576px-Tri_Rismaharini

Dr.(H.C.) Ir. Tri Rismaharini, M.T terkadang ditulis Tri Risma Harini, atau yang akrab disapa Risma (lahir di Kediri, Jawa Timur, 20 November 1961; umur 57 tahun) adalah Wali Kota Surabaya yang menjabat sejak 17 Februari 2016. Sebelumnya, ia pernah menjabat sebagai wali kota Surabaya pada 28 September 2010 hingga 28 September 2015. Risma adalah wanita pertama yang terpilih sebagai Wali Kota Surabaya sepanjang sejarah. Risma juga tercatat sebagai wanita pertama yang dipilih langsung menjadi wali kota melalui pemilihan kepala daerah sepanjang sejarah demokrasi Indonesia di era reformasi dan merupakan kepala daerah perempuan pertama di Indonesia yang berulang kali masuk dalam daftar pemimpin terbaik dunia.

Melalui pemilihan langsung, Risma menggantikan Bambang Dwi Hartono yang kemudian menjabat sebagai wakilnya. Pasangan Risma-Bambang diusung oleh PDI-P dan memenangi pilkada Surabaya 2010 dengan perolehan suara mencapai 358.187 suara atau 38,53 persen dari jumlah suara keseluruhan. Pasangan ini dilantik pada tanggal 28 September 2010 oleh Gubernur Jawa Timur Soekarwo dalam sidang paripurna DPRD Kota Surabaya. Namun di tengah masa jabatan, Bambang D. H. mengundurkan diri pada 14 Juni 2013 karena maju sebagai calon Gubernur Jawa Timur pada pilkada Jawa Timur 2013. Pasca pengunduran diri Bambang, Risma didampingi oleh Wisnu Sakti Buana, putra politisi senior PDI-P / wakil ketua MPR RI periode 1999-2004, Ir. Soetjipto, yang terpilih secara aklamasi sebagai wakil wali kota Surabaya dalam sidang paripurna DPRD Kota Surabaya pada 8 November 2013 dan resmi dilantik pada tanggal 24 Januari 2014.
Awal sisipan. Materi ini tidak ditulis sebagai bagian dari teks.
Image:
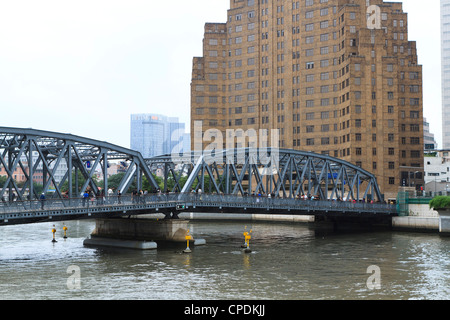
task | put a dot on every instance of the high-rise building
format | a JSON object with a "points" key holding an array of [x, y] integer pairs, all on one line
{"points": [[445, 69], [154, 135], [429, 141], [336, 77]]}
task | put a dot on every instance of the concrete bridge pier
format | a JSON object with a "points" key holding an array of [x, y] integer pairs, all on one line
{"points": [[135, 233]]}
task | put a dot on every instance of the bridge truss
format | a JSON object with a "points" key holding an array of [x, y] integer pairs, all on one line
{"points": [[282, 173], [279, 172]]}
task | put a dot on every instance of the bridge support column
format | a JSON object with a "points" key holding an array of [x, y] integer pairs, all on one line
{"points": [[137, 233]]}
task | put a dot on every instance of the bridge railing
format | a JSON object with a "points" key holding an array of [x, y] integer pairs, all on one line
{"points": [[292, 204], [198, 199]]}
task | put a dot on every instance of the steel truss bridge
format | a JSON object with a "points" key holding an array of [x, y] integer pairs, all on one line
{"points": [[267, 180]]}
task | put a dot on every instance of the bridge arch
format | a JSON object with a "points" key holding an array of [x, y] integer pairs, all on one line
{"points": [[278, 172]]}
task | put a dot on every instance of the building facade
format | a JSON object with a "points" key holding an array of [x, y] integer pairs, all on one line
{"points": [[445, 69], [429, 141], [335, 77], [154, 135]]}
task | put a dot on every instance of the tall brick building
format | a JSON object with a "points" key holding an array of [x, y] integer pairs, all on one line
{"points": [[336, 77]]}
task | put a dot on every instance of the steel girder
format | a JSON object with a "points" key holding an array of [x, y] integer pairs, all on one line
{"points": [[38, 155], [279, 172]]}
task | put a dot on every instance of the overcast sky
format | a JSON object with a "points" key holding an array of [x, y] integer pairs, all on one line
{"points": [[84, 66]]}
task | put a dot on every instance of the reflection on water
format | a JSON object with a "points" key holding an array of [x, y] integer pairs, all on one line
{"points": [[288, 261]]}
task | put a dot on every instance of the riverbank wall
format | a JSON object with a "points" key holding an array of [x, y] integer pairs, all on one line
{"points": [[420, 218]]}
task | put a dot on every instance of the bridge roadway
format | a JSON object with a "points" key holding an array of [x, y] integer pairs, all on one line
{"points": [[24, 212]]}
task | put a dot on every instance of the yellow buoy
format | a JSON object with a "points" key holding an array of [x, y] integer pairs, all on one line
{"points": [[54, 231], [65, 230], [188, 237]]}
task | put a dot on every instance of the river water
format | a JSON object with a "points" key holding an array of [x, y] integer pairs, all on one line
{"points": [[288, 262]]}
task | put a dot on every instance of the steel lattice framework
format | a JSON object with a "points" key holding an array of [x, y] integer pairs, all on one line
{"points": [[279, 172], [38, 155]]}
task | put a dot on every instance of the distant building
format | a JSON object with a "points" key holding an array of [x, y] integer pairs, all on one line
{"points": [[429, 141], [335, 77], [445, 70], [437, 171], [154, 134]]}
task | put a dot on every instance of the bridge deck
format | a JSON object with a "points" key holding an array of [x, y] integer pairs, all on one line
{"points": [[22, 212]]}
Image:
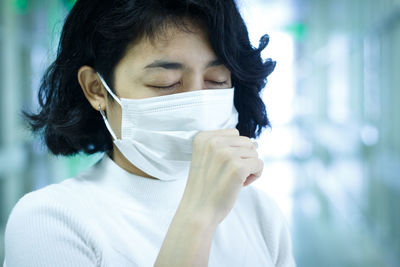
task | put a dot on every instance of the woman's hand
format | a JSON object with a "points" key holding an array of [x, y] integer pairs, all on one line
{"points": [[222, 163]]}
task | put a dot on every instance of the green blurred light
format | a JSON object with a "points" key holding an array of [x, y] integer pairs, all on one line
{"points": [[21, 6], [69, 3], [297, 30]]}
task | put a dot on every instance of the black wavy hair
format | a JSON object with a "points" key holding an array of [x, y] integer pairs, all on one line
{"points": [[98, 33]]}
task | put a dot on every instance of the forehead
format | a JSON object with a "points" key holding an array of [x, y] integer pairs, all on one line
{"points": [[172, 43]]}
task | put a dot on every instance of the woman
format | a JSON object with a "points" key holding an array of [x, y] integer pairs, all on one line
{"points": [[169, 90]]}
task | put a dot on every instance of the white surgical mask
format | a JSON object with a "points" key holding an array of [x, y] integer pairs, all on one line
{"points": [[157, 132]]}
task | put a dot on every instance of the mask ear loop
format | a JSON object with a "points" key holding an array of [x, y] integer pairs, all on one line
{"points": [[109, 90], [107, 124]]}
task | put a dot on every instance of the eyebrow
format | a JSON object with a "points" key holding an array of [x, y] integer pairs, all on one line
{"points": [[169, 65]]}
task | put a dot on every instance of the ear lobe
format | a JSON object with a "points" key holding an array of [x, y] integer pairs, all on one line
{"points": [[92, 87]]}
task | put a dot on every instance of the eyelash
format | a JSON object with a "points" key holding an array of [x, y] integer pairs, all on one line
{"points": [[171, 86]]}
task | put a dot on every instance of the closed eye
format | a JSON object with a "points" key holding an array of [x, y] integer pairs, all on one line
{"points": [[165, 87]]}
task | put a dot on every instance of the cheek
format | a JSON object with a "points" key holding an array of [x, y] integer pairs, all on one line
{"points": [[114, 117]]}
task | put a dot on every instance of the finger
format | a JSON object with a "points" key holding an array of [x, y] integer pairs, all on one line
{"points": [[227, 132], [239, 141], [250, 179], [244, 152], [254, 166]]}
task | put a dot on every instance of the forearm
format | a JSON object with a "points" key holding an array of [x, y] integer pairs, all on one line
{"points": [[188, 241]]}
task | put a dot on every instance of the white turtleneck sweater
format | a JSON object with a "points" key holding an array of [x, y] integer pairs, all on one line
{"points": [[106, 216]]}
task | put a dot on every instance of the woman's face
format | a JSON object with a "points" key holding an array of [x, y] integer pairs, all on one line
{"points": [[175, 62]]}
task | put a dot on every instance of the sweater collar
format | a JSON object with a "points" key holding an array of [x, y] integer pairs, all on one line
{"points": [[153, 193]]}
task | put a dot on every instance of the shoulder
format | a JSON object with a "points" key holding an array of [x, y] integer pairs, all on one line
{"points": [[42, 231]]}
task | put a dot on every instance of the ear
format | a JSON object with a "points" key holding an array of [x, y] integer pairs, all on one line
{"points": [[92, 87]]}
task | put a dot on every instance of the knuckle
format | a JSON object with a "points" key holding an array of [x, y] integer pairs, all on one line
{"points": [[214, 142], [237, 168], [224, 154]]}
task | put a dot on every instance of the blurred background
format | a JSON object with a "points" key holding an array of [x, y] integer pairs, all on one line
{"points": [[332, 157]]}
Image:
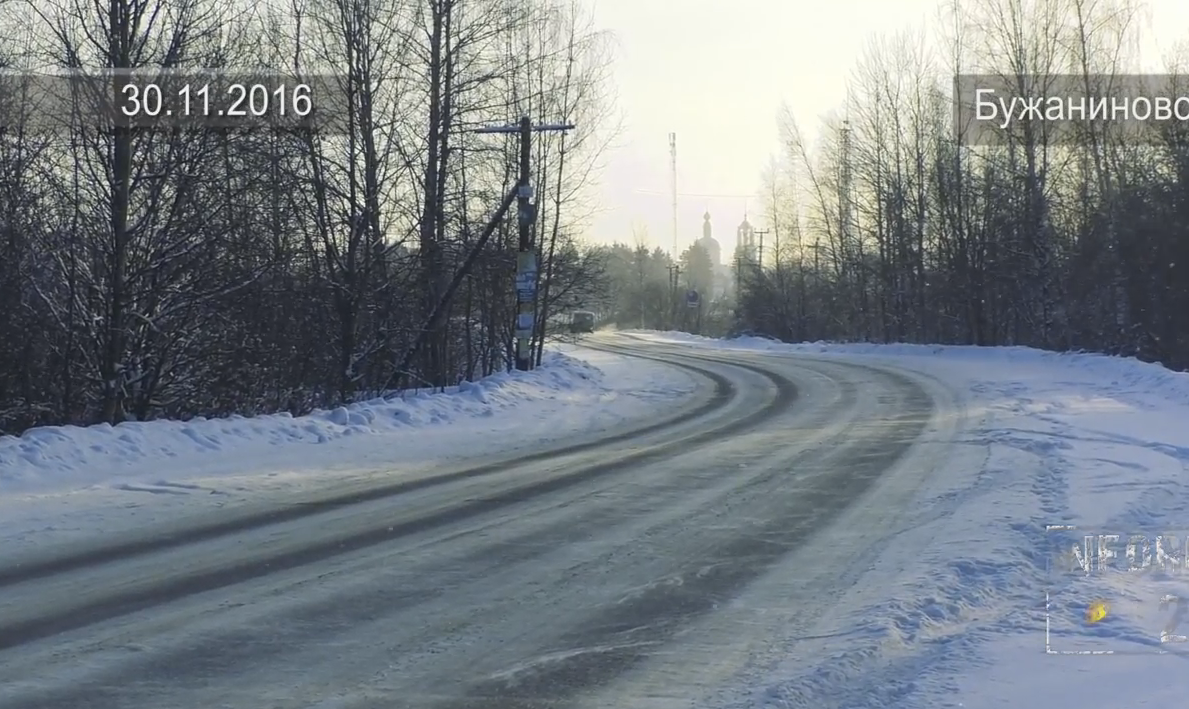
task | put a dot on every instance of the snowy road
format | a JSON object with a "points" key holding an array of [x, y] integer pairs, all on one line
{"points": [[646, 571]]}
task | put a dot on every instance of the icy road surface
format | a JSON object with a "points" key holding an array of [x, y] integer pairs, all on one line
{"points": [[652, 570]]}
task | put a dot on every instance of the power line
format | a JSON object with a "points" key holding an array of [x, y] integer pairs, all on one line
{"points": [[698, 195]]}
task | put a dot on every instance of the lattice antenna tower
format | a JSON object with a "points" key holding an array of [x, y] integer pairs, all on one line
{"points": [[673, 187]]}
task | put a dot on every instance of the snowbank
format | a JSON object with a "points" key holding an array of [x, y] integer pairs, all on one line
{"points": [[973, 601], [1121, 375], [61, 456]]}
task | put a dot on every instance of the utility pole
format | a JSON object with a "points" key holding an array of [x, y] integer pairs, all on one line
{"points": [[674, 282], [526, 256], [759, 253]]}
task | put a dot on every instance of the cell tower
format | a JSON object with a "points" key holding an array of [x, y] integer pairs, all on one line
{"points": [[673, 186], [844, 204]]}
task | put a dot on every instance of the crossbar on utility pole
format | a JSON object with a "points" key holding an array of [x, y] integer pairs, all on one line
{"points": [[526, 256]]}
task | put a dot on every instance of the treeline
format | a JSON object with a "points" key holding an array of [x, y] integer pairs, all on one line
{"points": [[168, 273], [892, 230], [645, 289]]}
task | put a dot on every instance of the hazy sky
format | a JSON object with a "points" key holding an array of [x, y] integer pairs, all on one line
{"points": [[716, 71]]}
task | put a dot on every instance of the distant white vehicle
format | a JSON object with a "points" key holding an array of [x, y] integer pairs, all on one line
{"points": [[582, 321]]}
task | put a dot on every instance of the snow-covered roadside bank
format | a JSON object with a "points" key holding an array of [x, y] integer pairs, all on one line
{"points": [[58, 484], [1092, 441]]}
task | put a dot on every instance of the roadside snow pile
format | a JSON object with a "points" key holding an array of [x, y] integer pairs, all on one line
{"points": [[1123, 375], [44, 457], [975, 602]]}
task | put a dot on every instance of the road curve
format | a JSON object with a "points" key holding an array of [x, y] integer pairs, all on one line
{"points": [[603, 575]]}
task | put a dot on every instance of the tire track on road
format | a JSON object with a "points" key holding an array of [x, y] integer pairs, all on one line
{"points": [[16, 633]]}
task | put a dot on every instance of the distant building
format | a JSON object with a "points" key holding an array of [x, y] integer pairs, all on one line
{"points": [[710, 243], [721, 273], [747, 251]]}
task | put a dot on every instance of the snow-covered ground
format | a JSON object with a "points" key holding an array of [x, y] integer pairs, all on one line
{"points": [[58, 484], [1094, 443]]}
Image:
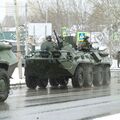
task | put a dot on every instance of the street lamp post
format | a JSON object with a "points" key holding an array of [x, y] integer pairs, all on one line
{"points": [[18, 40]]}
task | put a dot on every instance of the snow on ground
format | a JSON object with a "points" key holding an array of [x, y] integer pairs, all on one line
{"points": [[16, 80]]}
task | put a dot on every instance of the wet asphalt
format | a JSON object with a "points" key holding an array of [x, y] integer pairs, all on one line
{"points": [[62, 103]]}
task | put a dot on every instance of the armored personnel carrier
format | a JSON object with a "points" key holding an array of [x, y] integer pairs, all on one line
{"points": [[8, 63], [84, 67]]}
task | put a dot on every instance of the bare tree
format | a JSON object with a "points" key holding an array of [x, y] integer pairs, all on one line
{"points": [[59, 12]]}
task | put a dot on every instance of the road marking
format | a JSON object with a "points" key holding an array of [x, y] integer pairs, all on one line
{"points": [[110, 117]]}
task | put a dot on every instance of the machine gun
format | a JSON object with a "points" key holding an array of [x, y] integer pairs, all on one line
{"points": [[59, 41]]}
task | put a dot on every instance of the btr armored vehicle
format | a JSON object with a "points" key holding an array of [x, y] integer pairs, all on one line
{"points": [[8, 63], [85, 67]]}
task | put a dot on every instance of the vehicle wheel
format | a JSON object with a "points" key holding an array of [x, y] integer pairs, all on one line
{"points": [[31, 82], [43, 83], [4, 85], [63, 82], [54, 82], [78, 79], [107, 75], [88, 75], [98, 76]]}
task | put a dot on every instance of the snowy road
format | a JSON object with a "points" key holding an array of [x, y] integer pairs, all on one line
{"points": [[62, 104]]}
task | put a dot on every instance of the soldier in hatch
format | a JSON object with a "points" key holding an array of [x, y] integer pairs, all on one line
{"points": [[49, 45], [85, 44]]}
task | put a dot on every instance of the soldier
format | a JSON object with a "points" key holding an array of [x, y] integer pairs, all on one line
{"points": [[49, 45], [85, 44]]}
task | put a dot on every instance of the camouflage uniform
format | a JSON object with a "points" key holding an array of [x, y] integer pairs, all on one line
{"points": [[84, 45], [49, 45]]}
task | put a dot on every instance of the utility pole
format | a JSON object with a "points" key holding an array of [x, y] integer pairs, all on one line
{"points": [[18, 40], [26, 29]]}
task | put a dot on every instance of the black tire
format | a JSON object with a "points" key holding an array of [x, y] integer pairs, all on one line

Pada Pilkada Serentak 2015, pasangan Risma-Wisnu diusung oleh PDI-P dan terpilih kembali dengan meraih kemenangan mutlak yakni sebesar 893.087 suara atau 86,34 persen dari jumlah suara keseluruhan. Tri Rismaharini dan Wisnu Sakti Buana dilantik sebagai wali kota dan wakil wali kota Surabaya untuk masa bakti 2016-2021 pada tanggal 17 Februari 2016 oleh Gubernur Jawa Timur Soekarwo di Gedung Negara Grahadi bersamaan dengan pelantikan 16 bupati/wali kota hasil Pilkada Serentak 2015 di Jawa Timur.

Sebelum menjadi wali kota, Risma menjabat Kepala Dinas Kebersihan dan Pertamanan (DKP) Kota Surabaya dan Kepala Badan Perencanaan Kota Surabaya (Bappeko) hingga tahun 2010. Risma meniti karier sebagai seorang pegawai negeri sipil (PNS) Kota Surabaya sejak dekade 1990-an.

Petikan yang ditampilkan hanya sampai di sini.